Starring: Judi Dench, Sophie Cookson, Stephen Campbell Moore, Tom Hughes, Ben Miles, and Teresa Srbova
Distributor: Transmission Films
Runtime: 109 mins. Reviewed in May 2019
This British spy film is based loosely on a screenplay by Lindsay Shapero, and on a novel of the same name by Jennie Rooney, which was published in 2013.
Rooney’s novel was inspired by the true story of Melita Norwood, who was recruited by the KGB, and then “outed” as a spy in 1999. Norwood supplied intelligence information on state secrets, and the film fictionalises Norwood as Joan Stanley.
The film shows Joan Stanley – the title’s “Red Joan” – being employed as a British government civil servant in the 1930s, and subsequently recruited by the KGB. Joan transferred state secrets about Britain’s atomic war programme to the Soviet Union which enabled Russia to track the West in its development of atomic weapons, and she continued her spying for decades as the KGB’s longest-serving British spy. Known as the “granny spy”, Red Joan was eventually arrested as a retired librarian, living quietly as an elderly woman in a picturesque English village. MI5 arrested her, following the death of an associate which aroused its suspicions.
Joan’s recruitment was commenced by a classmate, Sonya (Teresa Srbova), and reinforced by her cousin, Leo (Tom Hughes), while she was a student studying Physics at Cambridge University. Later, she joined a top-secret British programme on the development of atomic weapons, and, deeply affected by the tragedies of Hiroshima and Nagasaki, she leaked classified information to Russia. Joan believed that if Russia had an atomic bomb, it would stop the superpowers bombing each other. In her own words, she gave British secrets away “to make a just world for everyone… (especially)… for the living.” Sophie Cookson plays Red Joan as a young woman, and Judi Dench plays her as an older woman.

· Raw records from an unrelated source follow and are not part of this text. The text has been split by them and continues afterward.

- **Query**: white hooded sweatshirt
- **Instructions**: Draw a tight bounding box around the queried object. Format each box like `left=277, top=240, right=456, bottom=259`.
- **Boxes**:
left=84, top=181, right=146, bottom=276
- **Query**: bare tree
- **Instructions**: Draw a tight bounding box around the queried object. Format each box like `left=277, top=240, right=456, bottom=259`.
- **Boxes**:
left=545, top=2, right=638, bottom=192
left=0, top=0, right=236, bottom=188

The movie contains spying, sex scandals, unexpected deaths (including two suicides), and personal betrayals, but the treatment of events by Trevor Nunn sweeps believably across most of the tragedy. At the end of the film, a picture of the true personality of Red Joan starts to emerge. Throughout the film, however, Dench conveys appropriate earnestness as “granny” in a way that arouses viewer sympathy, but most of the convincing about her character is left to Cookson as a young Red Joan. The path from a young Joan to an older Joan had a lot of distractions to cope with, and it is the unfolding melodrama of events that ultimately engages the viewer.

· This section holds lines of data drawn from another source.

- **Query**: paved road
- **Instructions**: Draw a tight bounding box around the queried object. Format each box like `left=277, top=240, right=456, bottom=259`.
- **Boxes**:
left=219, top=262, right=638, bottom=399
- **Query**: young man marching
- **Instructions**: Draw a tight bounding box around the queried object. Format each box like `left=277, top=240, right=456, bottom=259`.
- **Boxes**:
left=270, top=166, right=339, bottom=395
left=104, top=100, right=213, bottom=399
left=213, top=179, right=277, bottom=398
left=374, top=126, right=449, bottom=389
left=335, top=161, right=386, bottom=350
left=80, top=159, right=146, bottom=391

The film opens with the 2000 arrest of Dench’s Joan, and a series of police interrogations of her is communicated in flashbacks. After young Joan was radicalised by her Communist lover, Leo, and following her arrest, Joan’s son (Ben Miles) denounced his mother as a traitor, but eventually came around to give her his emotional support in public. All along, Joan strongly believed in peace at any price, even over patriotism. To Britain, Red Joan was always a traitor.
The film spends a lot of time on Joan’s romantic love interests – first with Leo, and then with her married boss, Professor Max Davis (Stephen Campbell Moore). We needed to learn more about how Red Joan felt internally about her deceit, and what defined her “look of ordinariness” in the complex world of espionage. How did Joan’s strong commitment to “fair play” work out, for instance, in the world of spies? Trevor Nunn’s technique of flitting from present to the past has the effect of dissipating the tension, and questions about the morality of Joan’s behaviour slip by, almost unnoticed.

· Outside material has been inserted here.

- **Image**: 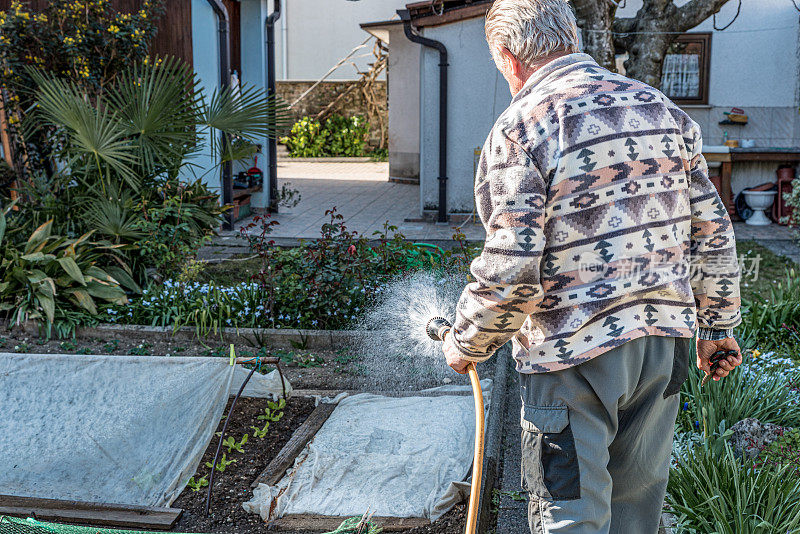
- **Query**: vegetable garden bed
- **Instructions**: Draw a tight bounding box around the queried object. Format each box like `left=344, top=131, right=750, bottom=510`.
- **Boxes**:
left=172, top=397, right=314, bottom=534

This is a film inspired by true events. Judi Dench plays her role with consummate skill, as does Sophie Cookson. But the viewer needed to know more about the moral choices that characterised Melita Norwood’s spy behaviour, and for that we needed to see and hear, a little more from Judi Dench.
Peter W. Sheehan is Associate of the Australian Catholic Office for Film and Broadcasting.